Typical ER waits have lengthened by 40 minutes in four years

The typical wait in Quebec emergency rooms is getting longer and longer. According to a study by the Montreal Economic Institute (IEDM) released Thursday, the median length of an emergency room stay is now 5 hours and 11 minutes, or 40 minutes more than four years ago.

These data take into account all patients who come to the emergency room and who are seen at the triage.

If only stretcher patients are included, the wait is even longer. Compared to 2018, the median length of their stay has increased by two hours, to reach 11 hours and 19 minutes, reveals the analysis of the MEI.

Its author, economist Emmanuelle B. Faubert, points out that these figures had dropped markedly in 2020, “because at the heart of the pandemic, few people went to the emergency room”. However, the curve has since resumed its upward trend.

From the outset, the number of patients who spent more than 24 hours on a stretcher has increased sharply in four years. In 2018, this sad fate was reserved for 16% of patients; in 2022, it was one in four patients. As for people who spent 48 hours or more on hold, they were almost three times more numerous in 2022 than in 2018 (64,214 compared to 22,744).

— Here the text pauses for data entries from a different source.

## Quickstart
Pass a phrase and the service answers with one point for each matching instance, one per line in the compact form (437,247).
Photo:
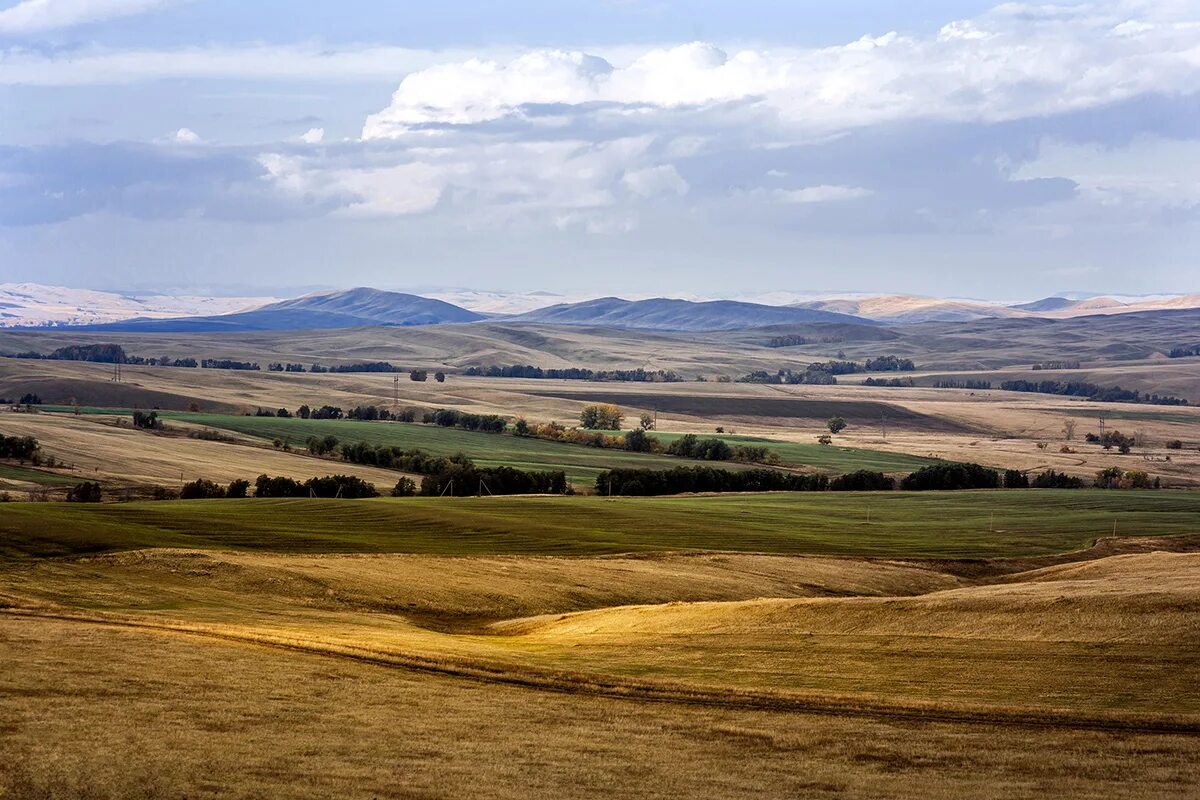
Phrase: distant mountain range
(665,314)
(333,310)
(33,305)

The IEDM says it prefers the median to the average in these matters, the median better representing “the real situation of patients”. Since it corresponds to the midpoint of a sample, the median dampens the effect of very high or very low values ​​in this kind of calculation.

Worst in the greater Montreal area

The study also shows that in 2022 as in 2018, it is still in the outskirts of Montreal that we wait the longest. Thus, in 2022, the typical wait in emergency rooms in the Laurentians was 7 hours and 16 minutes, more than double what was observed in the region where this value is lowest, the Lower Saint-Laurent (3 hours and 6 minutes).

For the neoliberal think tank, this increase in emergency room waiting times is one more argument in favor of an increased role for private health care. “These findings show that the system is inefficient and fails to provide the care patients need,” notes M.me Faubert.

The study comes out two days following the Ministry of Health took a step closer to opening private mini-hospitals in Quebec and Montreal. An initiative that Mme Faubert does not fail to boast. “The private mini-hospitals planned by the Legault government might help unclog emergency rooms,” she says.

The data processed by the MEI comes from the Ministry of Health. They were obtained through access to information requests.